The Nation of Islam has a sports blog (Hat tip: Three Sources) and it is a riot. I thought the nonsense at the Stormfront (not linking, I tired of their schtick when I linked to them last time) site was offensive and ridiculous. Get a load of this (which at first I thought might be parody):

White devils on ice. Whirling dervishes on skates. White athletes propelled and assisted by physics to speeds they can not reach on land. The ice. The last refuge and hiding place of the white athlete.

Relegated to minority status in most team sports, the white athlete has retreated to frozen water as a means of preserving his one “major” remaining sports league. Knowing full well the Negro athlete has a traditional distaste for performing on or in water. After all, it was across a great body of water the Negro was shanghaied and stolen.

Hey, wasn’t Al Campanis fired for saying something about African Americans and water?

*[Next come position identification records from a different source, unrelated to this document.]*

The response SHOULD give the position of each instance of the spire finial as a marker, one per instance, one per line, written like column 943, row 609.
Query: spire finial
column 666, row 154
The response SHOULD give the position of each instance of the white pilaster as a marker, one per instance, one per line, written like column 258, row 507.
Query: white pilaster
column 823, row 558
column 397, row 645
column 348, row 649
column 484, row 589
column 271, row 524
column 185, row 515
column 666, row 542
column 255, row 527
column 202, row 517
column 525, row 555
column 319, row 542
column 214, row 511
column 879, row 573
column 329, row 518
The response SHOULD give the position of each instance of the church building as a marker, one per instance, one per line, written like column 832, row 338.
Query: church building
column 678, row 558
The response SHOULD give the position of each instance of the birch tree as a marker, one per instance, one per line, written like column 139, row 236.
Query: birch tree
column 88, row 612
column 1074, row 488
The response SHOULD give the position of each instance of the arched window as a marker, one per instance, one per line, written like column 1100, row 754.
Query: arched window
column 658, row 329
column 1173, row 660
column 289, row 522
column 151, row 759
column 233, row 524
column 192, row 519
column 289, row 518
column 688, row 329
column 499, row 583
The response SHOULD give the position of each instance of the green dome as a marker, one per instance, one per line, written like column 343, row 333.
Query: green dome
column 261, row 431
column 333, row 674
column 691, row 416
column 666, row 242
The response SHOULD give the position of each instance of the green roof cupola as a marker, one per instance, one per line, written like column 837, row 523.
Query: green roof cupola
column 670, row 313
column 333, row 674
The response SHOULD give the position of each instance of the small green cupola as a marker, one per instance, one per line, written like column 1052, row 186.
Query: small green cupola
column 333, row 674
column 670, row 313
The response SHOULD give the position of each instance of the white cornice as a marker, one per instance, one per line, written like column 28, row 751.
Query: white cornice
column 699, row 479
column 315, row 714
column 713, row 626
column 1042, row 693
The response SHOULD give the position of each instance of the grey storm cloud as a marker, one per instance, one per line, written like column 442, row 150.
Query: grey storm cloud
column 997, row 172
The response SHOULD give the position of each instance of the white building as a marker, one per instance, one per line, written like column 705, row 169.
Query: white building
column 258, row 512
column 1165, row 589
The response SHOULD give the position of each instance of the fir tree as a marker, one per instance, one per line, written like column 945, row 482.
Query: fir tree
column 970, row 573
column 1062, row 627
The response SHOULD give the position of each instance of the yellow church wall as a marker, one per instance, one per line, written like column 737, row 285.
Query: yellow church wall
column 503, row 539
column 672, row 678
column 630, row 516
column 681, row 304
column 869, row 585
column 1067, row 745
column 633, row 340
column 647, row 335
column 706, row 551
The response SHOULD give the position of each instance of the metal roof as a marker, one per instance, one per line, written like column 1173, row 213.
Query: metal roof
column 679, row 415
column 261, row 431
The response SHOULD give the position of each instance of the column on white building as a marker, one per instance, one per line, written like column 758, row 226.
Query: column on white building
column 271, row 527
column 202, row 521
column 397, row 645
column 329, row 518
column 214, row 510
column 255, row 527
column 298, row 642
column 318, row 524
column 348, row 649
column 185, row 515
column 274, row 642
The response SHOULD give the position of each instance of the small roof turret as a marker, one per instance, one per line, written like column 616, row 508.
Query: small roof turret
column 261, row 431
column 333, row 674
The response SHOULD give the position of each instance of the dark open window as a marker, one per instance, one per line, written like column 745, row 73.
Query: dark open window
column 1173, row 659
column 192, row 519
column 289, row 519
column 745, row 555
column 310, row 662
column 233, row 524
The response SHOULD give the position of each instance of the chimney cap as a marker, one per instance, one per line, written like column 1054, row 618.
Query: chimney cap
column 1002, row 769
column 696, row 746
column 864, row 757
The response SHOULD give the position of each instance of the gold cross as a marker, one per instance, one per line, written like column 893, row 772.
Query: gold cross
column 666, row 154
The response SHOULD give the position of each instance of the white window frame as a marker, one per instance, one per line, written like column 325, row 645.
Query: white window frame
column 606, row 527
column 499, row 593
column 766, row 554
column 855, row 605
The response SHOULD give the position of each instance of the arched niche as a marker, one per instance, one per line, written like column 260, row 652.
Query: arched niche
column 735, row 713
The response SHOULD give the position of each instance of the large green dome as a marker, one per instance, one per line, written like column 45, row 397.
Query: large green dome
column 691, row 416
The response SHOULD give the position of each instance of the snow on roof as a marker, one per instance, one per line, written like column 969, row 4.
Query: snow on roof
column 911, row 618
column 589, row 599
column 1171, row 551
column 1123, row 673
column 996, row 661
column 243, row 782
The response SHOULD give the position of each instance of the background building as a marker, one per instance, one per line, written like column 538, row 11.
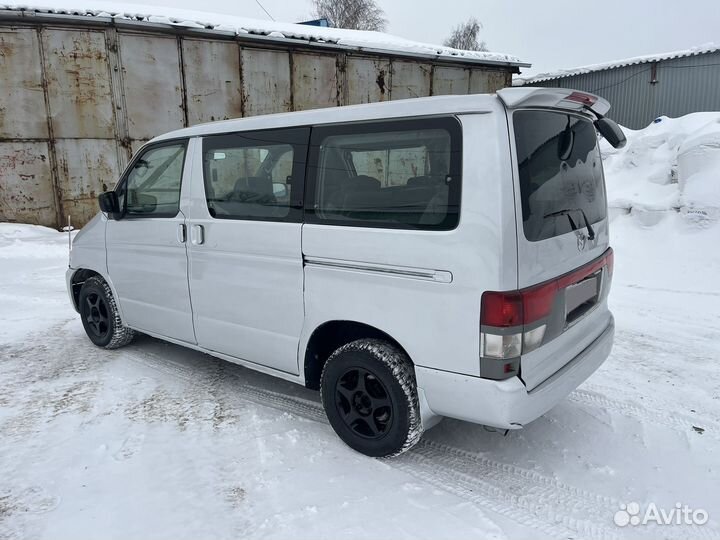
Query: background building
column 81, row 90
column 641, row 89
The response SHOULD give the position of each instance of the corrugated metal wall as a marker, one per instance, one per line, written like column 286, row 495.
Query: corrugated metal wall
column 682, row 85
column 75, row 102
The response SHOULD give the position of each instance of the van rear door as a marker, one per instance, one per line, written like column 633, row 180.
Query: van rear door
column 562, row 229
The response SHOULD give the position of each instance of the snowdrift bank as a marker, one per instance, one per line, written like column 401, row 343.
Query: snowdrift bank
column 673, row 165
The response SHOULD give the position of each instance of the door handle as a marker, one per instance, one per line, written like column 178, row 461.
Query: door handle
column 197, row 235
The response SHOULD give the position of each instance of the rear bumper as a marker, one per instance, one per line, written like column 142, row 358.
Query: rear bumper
column 507, row 404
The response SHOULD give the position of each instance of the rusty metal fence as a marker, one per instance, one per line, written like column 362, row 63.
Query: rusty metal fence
column 75, row 102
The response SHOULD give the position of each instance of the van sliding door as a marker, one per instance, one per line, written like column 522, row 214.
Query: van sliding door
column 246, row 268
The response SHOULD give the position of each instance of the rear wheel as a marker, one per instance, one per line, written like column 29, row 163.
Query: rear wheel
column 369, row 394
column 100, row 316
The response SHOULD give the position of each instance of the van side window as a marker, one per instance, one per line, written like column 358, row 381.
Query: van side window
column 152, row 186
column 403, row 174
column 255, row 175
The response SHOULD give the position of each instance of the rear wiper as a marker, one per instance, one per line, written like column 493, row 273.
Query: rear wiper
column 591, row 231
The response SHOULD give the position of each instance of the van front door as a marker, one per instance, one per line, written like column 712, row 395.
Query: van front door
column 246, row 267
column 146, row 253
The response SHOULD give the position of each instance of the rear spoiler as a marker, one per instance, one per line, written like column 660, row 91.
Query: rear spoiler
column 563, row 98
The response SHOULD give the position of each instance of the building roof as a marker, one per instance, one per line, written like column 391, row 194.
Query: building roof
column 374, row 42
column 561, row 73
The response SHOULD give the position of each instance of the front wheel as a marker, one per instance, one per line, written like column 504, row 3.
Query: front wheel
column 370, row 397
column 100, row 316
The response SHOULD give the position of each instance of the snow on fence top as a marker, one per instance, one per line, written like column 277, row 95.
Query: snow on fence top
column 242, row 26
column 561, row 73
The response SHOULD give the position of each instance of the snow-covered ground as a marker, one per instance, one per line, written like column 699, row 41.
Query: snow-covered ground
column 156, row 441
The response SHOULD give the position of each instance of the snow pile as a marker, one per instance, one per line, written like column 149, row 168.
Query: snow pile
column 247, row 27
column 671, row 165
column 571, row 72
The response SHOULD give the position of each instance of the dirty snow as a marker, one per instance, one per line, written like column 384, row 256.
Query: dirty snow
column 247, row 26
column 156, row 441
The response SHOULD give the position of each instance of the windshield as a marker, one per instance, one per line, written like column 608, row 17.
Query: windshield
column 561, row 178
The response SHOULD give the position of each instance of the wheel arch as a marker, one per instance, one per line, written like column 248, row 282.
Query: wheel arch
column 330, row 335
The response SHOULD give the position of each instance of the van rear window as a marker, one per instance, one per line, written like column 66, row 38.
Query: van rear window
column 398, row 174
column 561, row 177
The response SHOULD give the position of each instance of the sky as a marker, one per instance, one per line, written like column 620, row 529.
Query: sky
column 549, row 35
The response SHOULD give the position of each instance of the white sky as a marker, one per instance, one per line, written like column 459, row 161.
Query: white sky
column 550, row 35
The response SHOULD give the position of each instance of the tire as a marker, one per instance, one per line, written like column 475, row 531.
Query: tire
column 370, row 397
column 100, row 316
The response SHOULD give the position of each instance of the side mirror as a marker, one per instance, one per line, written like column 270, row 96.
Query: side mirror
column 280, row 190
column 109, row 204
column 611, row 131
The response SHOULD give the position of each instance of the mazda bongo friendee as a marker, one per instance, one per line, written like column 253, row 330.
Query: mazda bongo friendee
column 441, row 256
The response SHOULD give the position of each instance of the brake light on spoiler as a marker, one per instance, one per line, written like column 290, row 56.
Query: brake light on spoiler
column 581, row 97
column 514, row 322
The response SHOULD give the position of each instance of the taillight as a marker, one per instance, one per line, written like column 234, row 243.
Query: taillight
column 514, row 322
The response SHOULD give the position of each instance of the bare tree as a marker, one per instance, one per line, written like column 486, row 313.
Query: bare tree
column 352, row 14
column 465, row 36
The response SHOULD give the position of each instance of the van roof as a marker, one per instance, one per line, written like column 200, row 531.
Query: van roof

As Negroes, we turned our attention to NASCAR, hoping that Jay-Z or Carmello Anthony would invest in the future of Negro America by developing a racing team to return the world of autoracing to the original human. While our eyes were diverted, the white devil sprung into action.

Hockey players agreed to pay cuts. A new network was conjured to carry the “sport”. And, like the rebirthed spawns of satan, the return. Brawling, bearded and unevolved monoliths reappeared from the frozen northern wasteland.

For those not getting it, the original human is one of African ancestry and the unevolved are white people, though by the terms own reckoning aren’t we all of African ancestry? It seems the view is that whites and other races are being driven from sports because of their inherent inferiority.

Check out the first post from this pocket of racial hatred:

A resounding “good day” from the Nation of Islam, as we pursue or path of righteousness and brotherhood by venturing into the world of sports.Anticipate a view of the sports world through the eyes of the original members of the Tribe of Shabazz.

As the original humans, the view through our eyes is the only authentic view.

In the words of the Honorable Elijah Muhammad: “We don’t hate white folk. We just don’t like ‘em much.”